Any idea about this ?


Solution

  • I finally found a way to make this work.

    I was using a producer bean pattern to produce my beam as an @ApplicationScoped bean inside the extension.

    @ApplicationScoped
    public class ProxyProducer {
    
      @Produces
      @ApplicationScoped
      public BeanA setUpBean(ExtensionConfig config) 
      {
    
        return new BeamsClientProxy(new InternalBean(config.prop1, config.prop2));
      }
    
    }
    

    with the following BeanA class (just an example)

    public class BeanA {
    
      private final InternalBean innerBean;
    
      public BeanA(final InternalBean innerBean) {
        this.innerBean = innerBean;
      }
    
      @MyInterceptedAnnotation
      public void doSomething() {
      }
    }
    

    Due to this setup, the bean is not considered by the interceptor (i guess because it's produced only the first time it's used / injected somewhere else)

    Removing the producer pattern and annotating directly the BeanA fixed the issue.
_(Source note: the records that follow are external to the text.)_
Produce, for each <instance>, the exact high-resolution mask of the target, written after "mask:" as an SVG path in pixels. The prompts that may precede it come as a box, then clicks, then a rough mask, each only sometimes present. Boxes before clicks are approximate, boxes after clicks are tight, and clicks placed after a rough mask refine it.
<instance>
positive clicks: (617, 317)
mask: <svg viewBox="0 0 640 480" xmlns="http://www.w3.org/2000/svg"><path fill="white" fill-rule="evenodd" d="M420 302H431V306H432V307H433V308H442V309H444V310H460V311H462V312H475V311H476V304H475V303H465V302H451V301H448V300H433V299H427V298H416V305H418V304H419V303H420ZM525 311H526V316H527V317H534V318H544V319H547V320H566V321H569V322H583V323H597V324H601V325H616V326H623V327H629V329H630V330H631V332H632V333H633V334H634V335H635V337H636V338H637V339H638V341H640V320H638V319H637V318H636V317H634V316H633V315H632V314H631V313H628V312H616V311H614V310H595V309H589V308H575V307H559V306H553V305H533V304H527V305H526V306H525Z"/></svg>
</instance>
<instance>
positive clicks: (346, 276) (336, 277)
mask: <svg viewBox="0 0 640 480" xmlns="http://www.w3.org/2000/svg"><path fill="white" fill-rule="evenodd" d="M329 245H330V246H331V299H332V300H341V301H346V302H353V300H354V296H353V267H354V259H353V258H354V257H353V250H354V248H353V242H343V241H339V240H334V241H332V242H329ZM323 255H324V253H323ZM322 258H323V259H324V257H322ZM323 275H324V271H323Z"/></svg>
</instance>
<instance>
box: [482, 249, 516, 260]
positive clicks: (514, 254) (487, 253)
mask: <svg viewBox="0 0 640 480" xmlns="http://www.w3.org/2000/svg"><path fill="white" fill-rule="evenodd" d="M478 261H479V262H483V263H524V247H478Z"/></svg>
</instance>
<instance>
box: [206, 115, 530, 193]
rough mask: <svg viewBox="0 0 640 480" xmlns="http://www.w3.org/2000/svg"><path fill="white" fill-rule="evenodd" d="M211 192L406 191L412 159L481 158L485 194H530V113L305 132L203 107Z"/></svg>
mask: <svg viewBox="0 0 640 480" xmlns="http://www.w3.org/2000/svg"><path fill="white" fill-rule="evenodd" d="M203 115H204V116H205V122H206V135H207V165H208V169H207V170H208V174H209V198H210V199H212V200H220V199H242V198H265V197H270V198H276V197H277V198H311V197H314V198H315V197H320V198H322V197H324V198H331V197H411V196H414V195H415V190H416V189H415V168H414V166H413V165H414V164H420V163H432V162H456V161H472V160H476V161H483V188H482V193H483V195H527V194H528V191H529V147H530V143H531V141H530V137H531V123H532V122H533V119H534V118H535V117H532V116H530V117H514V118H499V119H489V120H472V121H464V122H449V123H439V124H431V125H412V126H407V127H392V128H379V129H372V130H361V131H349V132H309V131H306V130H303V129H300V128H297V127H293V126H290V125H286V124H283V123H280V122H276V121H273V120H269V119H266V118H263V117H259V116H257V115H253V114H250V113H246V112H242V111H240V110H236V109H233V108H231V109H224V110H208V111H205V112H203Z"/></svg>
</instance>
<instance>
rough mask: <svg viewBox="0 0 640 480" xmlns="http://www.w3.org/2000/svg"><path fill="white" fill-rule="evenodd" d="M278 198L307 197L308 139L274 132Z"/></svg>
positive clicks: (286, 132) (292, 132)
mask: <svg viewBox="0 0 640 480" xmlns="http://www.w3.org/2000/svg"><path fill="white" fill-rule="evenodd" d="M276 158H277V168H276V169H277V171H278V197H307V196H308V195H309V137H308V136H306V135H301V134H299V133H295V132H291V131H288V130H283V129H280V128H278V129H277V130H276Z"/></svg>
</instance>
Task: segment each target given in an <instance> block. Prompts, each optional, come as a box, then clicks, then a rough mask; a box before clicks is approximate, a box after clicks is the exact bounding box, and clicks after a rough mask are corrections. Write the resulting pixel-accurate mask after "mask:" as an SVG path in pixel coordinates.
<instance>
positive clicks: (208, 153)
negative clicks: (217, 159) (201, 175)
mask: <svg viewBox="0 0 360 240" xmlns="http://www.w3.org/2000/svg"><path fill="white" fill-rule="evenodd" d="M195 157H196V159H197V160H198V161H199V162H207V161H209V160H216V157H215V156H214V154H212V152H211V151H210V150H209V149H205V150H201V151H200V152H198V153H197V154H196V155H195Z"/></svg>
Example:

    @ApplicationScoped
    public class BeanA {
    
      private final InternalBean innerBean;
    
      public BeanA(final ExtensionConfig config) {
        this.innerBean = new InternalBean(config.prop1, config.prop2);
      }
    
      @MyInterceptedAnnotation
      public void doSomething() {
      }
    }
    

    with of course adding the following lines to register the bean directly on the extension processor:

    @BuildStep
    AdditionalBeanBuildItem proxyProducer() {
        return AdditionalBeanBuildItem.unremovableOf(BeanA.class);
    }
    

    As a conclusion:

    • Changing the bean implementation to avoid the producer-based bean use case solved my issue (please refers to Ladicek comment below)

    Edit: As Ladicek explained, Quarkus doesn't support interception on producer-based beans.